Os sistemas de aluguel que as incorporadoras estão desenvolvendo se assemelham a outros serviços de compartilhamento de residências, como o Airbnb. Entretanto, em vez de alugar do dono de determinado imóvel, o interessado loca direto da empresa. Tudo está incluído — manutenção, limpeza, contas como internet, luz e água, e toda a miríade de itens que compõem o orçamento residencial. São prédios inteiros que entram nesse sistema, e não somente uma ou outra habitação. Depois da Vitacon, a MRV, comandada por Rafael Menin, lançou o serviço em outubro. A Cyrela, de Elie Horn, anunciou em novembro que fará o mesmo. Num mundo conectado, onde pessoas podem trabalhar de diversos lugares, parece lógico que a aposta não será mais vender apartamentos e casas por meio de financiamentos que duram trinta anos. “A dinâmica na vida das pessoas está mais intensa. O consumidor quer que a comida chegue a ele. Ele não tem tempo mais de se deslocar até ela”, diz Luiz Antonio França, presidente da Associação Brasileira de Incorporadoras Imobiliárias (Abrainc). “Toda essa modernização, essa mudança de comportamento, vai ser aplicada aos imóveis.”

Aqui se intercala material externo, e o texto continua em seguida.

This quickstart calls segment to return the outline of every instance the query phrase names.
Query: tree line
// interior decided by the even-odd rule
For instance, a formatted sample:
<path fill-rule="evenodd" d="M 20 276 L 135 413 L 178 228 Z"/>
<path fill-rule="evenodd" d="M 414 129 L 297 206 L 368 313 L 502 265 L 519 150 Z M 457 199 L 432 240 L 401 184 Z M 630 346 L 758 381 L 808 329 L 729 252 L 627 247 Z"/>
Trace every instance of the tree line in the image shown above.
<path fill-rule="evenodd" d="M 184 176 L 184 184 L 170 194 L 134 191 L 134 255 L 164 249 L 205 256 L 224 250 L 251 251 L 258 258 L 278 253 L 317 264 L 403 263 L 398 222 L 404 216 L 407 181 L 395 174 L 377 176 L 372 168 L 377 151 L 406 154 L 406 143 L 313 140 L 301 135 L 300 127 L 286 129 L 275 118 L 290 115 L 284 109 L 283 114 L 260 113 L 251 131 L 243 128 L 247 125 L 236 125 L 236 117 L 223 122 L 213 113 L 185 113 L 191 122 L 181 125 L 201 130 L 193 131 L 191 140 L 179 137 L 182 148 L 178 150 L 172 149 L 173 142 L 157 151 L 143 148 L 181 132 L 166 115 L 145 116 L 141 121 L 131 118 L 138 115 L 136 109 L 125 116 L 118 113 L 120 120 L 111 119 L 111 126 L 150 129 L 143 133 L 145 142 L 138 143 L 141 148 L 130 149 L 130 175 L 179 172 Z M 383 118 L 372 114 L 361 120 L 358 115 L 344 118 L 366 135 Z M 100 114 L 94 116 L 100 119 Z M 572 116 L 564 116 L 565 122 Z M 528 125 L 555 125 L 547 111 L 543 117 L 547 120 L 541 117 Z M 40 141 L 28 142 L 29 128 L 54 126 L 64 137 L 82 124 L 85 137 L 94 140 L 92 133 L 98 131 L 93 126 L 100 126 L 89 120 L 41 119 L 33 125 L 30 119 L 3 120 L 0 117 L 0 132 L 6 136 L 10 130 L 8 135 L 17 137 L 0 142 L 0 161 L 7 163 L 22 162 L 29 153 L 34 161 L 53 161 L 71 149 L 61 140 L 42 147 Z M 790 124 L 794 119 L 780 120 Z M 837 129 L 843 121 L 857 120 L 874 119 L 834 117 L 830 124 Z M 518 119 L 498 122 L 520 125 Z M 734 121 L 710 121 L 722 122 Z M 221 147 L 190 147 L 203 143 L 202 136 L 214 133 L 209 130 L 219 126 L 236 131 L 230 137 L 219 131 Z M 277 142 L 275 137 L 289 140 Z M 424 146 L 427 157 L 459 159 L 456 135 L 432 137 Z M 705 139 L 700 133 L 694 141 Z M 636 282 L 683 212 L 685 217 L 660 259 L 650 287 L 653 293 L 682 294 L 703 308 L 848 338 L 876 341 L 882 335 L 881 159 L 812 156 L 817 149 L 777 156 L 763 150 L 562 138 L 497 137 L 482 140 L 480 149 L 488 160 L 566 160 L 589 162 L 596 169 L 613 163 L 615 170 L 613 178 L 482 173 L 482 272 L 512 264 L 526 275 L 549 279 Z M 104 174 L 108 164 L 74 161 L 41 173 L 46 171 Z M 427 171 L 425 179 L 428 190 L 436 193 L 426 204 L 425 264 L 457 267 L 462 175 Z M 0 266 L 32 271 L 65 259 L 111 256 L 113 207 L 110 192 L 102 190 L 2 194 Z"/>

A inovação nasce numa hora em que as perspectivas para o setor, repita-se, são favoráveis. A construção foi a área que mais se beneficiou da retomada econômica em 2019 e teve crescimento, até o terceiro trimestre, de 4,4%, muito à frente do PIB do país, que subiu 1,6%. Para 2020, a expectativa também é boa. O Brasil deverá crescer próximo de 2,5%. Já a construção deverá ter uma alta superior a 3%. Apesar disso, ainda está longe de se resolver um problema-chave. No país há um déficit habitacional que aflige 7,8 milhões de famílias, de acordo com a Fundação Getulio Vargas. A evolução do mercado imobiliário, todavia, não está focada nesse público. Poucas das novas residências desse sistema disruptivo chegarão à tal fatia da população, uma vez que a diária de um apartamento pode custar 187 reais, como no caso do Itaim, na zona nobre da capital paulista. Será preciso mais inovação para tapar esse buraco.